No período do NT ὑπηρέτης era usado para descrever diferentes funções, normalmente atribuídas a pessoas debaixo da autoridade de alguém. No papiro P.Oxy II.259, na décima terceira linha lê-se: διὰ Βίλλου διοικητικ[οῦ] ὑπηρέτ[ου. (lit. por meio de Billus, assistente do diocetes). Nesse papiro de 23 A.D, o autor usa ὑπηρέτης para descrever um assistente de um administrador financeiro de Roma. No papiro P.Teb 1.45 (113 A.D.), na quinta linha lê-se: ὑπηρέτου γεωργῶν τῶν ἐκ τῆς αὐτῆς (Κερκεοσίρεως) (lit. assistente dos cultivadores da referida [Kerkeosiris]).
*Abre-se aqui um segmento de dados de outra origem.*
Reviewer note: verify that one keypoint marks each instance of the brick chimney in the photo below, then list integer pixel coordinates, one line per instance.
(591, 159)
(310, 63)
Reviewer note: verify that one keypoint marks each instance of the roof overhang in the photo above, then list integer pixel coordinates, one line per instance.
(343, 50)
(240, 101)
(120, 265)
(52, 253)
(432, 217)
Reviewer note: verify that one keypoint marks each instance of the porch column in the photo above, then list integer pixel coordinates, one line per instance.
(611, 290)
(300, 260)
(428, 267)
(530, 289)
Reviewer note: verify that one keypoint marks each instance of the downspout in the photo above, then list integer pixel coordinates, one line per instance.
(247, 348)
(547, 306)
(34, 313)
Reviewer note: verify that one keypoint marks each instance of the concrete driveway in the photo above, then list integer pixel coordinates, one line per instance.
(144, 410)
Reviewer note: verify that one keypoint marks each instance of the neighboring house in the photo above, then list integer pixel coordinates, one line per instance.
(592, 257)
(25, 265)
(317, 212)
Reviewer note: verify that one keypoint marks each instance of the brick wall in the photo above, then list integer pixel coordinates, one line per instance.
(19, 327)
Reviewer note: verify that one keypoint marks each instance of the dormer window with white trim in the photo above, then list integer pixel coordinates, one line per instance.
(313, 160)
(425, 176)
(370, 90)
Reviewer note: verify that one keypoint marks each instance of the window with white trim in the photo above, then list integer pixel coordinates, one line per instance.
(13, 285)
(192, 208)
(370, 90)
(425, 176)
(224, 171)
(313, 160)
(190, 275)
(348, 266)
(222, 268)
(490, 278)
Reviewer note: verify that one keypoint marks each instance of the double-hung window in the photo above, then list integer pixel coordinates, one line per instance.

No papiro P.Fay26 (150 A.D.), na vigésima linha usa-se ὑπηρέτης para descrever um assistente, um escriturário. Em outras palavras, o termo descrevia diferentes em diferentes posições e ambientes um tipo de assistência (serviço).

No Novo Testamento o sentido de ὑπηρέτης é mais genérico e normalmente descreve um assistente ou um servo subordinado a alguém que lhe seja superior (cf. BDAG, 1035; EDNT, 3:400; TDNT 8:539). Das 20x que o termo é usado no NT (Mt 5:25; 26:58; Mc 14:54, 65; Lc 1:2; 4:20; Jo 7:32, 45-46; 18:3, 12, 18, 22, 36; 19:6; At 5:22, 26; 13:5; 26:16; 1 Cor 4:1), o termo é usado para descrever guardas romanos (Mt 5:25; 26:58; Mc 14:54, 65; Jo 18:18, 22), o assistente da sinagoga (Lc 4:20), guardas a serviço dos fariseus (Jo 7:32, 45, 46; 18:3, 12; 19:6; cf. At 5:22, 26). Esses usam a abrangencia de funções que o termo poderia descreve, e ao mesmo tempo demonstra que em todos os casos ὑπηρέτης denota o tipo de serviço/assistência de alguém subordinado a outro que lhe é superior. Digno de nota que o termo também é usado por Cristo, duas vezes para descrever seus servos (Jo 18:36; At 26:16). Lucas usa uma vez para descrever os mensageiros/ministros da palavra (Lc 1:2), enquanto Paulo usa para descrever sua posição e função como servo/ministro/mensageiro de Cristo (1Cor 4:1).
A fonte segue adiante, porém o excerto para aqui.